When we had left Athens we spent all our last Drachma on food and drink for the journey home. We bought bread and tinned sardines. The reason I remember this was because we shared our food around the coach, as many of our fellow travellers had no money left at all. We didn’t quite feed the 500, but our loaves and fishes sure went a long way around that bus.
When we stopped in Venice we were penniless. Beautiful city, and everyone was diving into ice cream except for us. Yet generosity has a habit of being paid forward, and one of the passengers bought us an ice cream each.
Before departing from Omonia Square we spent a last day in Athens. The bus left early in the morning so we needed somewhere close by that was cheap to stay the night. John the Kiwi was travelling back with us, so it made sense to get a room for the three of us to cut costs. Five of us had spent many nights in one room, on one beach, in one VW, so we thought nothing of it. It was cheap, but not very clean. It was for one night and all we could afford.
It was only after checking in, and hearing rats scuttling around the room did we realise how dirty the place was. What we also didn’t realise, till much later, was that most people rented the rooms by the hour. We were slap bang in a red light district and most of the rooms were occupied by prostitutes and their clients. We had no guide book or internet, we had no idea. We did emerge unscathed, if unwashed and itchy. Think hovering over the loo, careful not to let anything touch you anywhere.
Despite sleeping with prostitutes and rats, that trip to Greece is so memorable. I can still see the sun setting in the middle of the bay, in Matala Crete.

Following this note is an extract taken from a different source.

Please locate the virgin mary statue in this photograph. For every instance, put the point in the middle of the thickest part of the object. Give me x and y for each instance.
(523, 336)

That night we slept without a tent, with the Milky Way as our roof. I have no photos of that, indeed much of the holiday is not recorded on film. I have 38 photographs from a trip that lasted about three weeks. I can take that many in a day now, but then film was expensive to buy and develop, when the film ran out so did the photos.
Another memory was of the time we spent in Athens on a camp site we didn’t pay for. The banks were on strike and non of us had any cash. We couldn’t put fuel in the van and had no money for food. rob drove on the camp site, and we were told it was full, so we told them we would just turn around and leave. Instead we kept on until we found a spot that we could squeeze into. It was right on a beach and we spent the day swimming and sunning.

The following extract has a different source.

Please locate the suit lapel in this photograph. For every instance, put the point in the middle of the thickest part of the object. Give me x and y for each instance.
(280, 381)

Back in those pre recycling days, you got money back on empty bottles. We needed cash and people had left empty bottles on the beach. So we collected them and exchanged them for a few Drachma. And that is how we survived for a couple of days until the banks re opened. Dropping of Ellie to stay with her ex in Athens, we had already lost Cathy to a holiday romance, the four of us decided to visit Crete.
I don’t think I will be visiting Knossos or seeing much of Crete this time. Strikes and weather permitting, I will be going to some islands I have never been to before, The Cyclades. Can you tell I am looking forward to it?